If there is one 'must fix' section of Eden Rising, it is that the combat needs to feel more impactful. While combat can be tough and exciting, it also feels just a little too floaty and out ungrounded. Your dodge is a cool looking teleport, but it's hard to tell how far you'll move; sometimes, you'll reappear feet away, and still see damage appearing on your screen even if you made it out in time. While there are multiple weapons and ways to approach a fight, you often don't really feel the impact of your hits, adding to that floaty feeling. Some enemies have very powerful ranged attacks, but you won't even tell you are being hit because they can hit from such far range, and your character's reactions don't telegraph that you are in attack strongly enough. While the real prize of this game is in the exploration and co-operation, tightening up the feeling of combat should be a priority.
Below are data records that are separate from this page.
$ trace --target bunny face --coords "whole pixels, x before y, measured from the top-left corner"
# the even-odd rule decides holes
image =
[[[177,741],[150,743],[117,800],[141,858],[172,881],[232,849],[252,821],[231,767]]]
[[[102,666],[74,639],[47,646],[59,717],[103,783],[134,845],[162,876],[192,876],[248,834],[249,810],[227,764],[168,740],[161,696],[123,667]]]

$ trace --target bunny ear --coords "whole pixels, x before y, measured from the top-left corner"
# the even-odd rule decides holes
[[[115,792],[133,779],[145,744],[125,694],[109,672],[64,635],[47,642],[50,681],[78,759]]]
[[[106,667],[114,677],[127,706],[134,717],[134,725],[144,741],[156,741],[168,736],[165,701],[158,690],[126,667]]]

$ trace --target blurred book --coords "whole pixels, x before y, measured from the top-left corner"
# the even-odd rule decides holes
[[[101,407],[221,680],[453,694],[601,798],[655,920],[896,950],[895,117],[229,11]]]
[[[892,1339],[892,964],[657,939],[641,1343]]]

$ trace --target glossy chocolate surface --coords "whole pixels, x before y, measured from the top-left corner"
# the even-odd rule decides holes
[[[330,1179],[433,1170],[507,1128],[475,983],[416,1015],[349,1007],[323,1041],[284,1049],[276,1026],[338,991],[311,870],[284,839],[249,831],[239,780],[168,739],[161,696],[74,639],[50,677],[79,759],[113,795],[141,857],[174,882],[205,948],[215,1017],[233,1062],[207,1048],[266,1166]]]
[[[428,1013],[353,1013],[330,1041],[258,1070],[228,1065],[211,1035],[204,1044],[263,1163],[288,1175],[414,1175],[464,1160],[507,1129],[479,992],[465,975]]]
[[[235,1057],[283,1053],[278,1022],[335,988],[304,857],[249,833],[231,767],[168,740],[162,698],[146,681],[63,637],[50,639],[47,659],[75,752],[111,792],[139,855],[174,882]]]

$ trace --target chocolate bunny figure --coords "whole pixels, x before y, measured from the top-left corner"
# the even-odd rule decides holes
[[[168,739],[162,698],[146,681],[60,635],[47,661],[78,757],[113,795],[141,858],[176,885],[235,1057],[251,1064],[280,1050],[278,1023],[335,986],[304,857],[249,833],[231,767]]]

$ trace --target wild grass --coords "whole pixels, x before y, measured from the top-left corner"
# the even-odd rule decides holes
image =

Eden Rising Is A Promising Fusion That Deserves Your Attention

I love this game. Bluntly put, Eden Rising is my favorite game of 2018 so far. This is probably a premature declaration, but right now I am trapped in the core gameplay loop that hits all of my favorite elements. The rush of exploration, the excitement of unlocking new tools, the frantic need to coordinate and co-operate as a team: this game does it all.

Make no mistake, this is an early access game. It doesn’t quite feel finished or polished, with bugs and small inconsistencies that don’t quite connect into a completed product. But I don’t care, because the cycle of constantly upgrading and discovering and adapting is just so rewarding to me. The fact that I can share it with up to seven other friends in our own special server makes that experience transform from being just good gameplay into something magical.

eden rising characters

Eden Rising: Supremacy manages to take elements from so many games and genres that I enjoy, and then combine them to make something refreshingly different and new. If you are a fan of tower defense games, get it. If you like games with crafting systems and exploration, get it. If your idea of a great evening is logging on with friends to take on all comers, get it. Eden Rising offers so much and asks for so little in return.

The team at Nvizzio Creations is hoping to have Eden Rising out of early access by the end of 2018. If it uses that time well, putting polish on this game and smoothing out all its edges, this really will be my favorite game all year.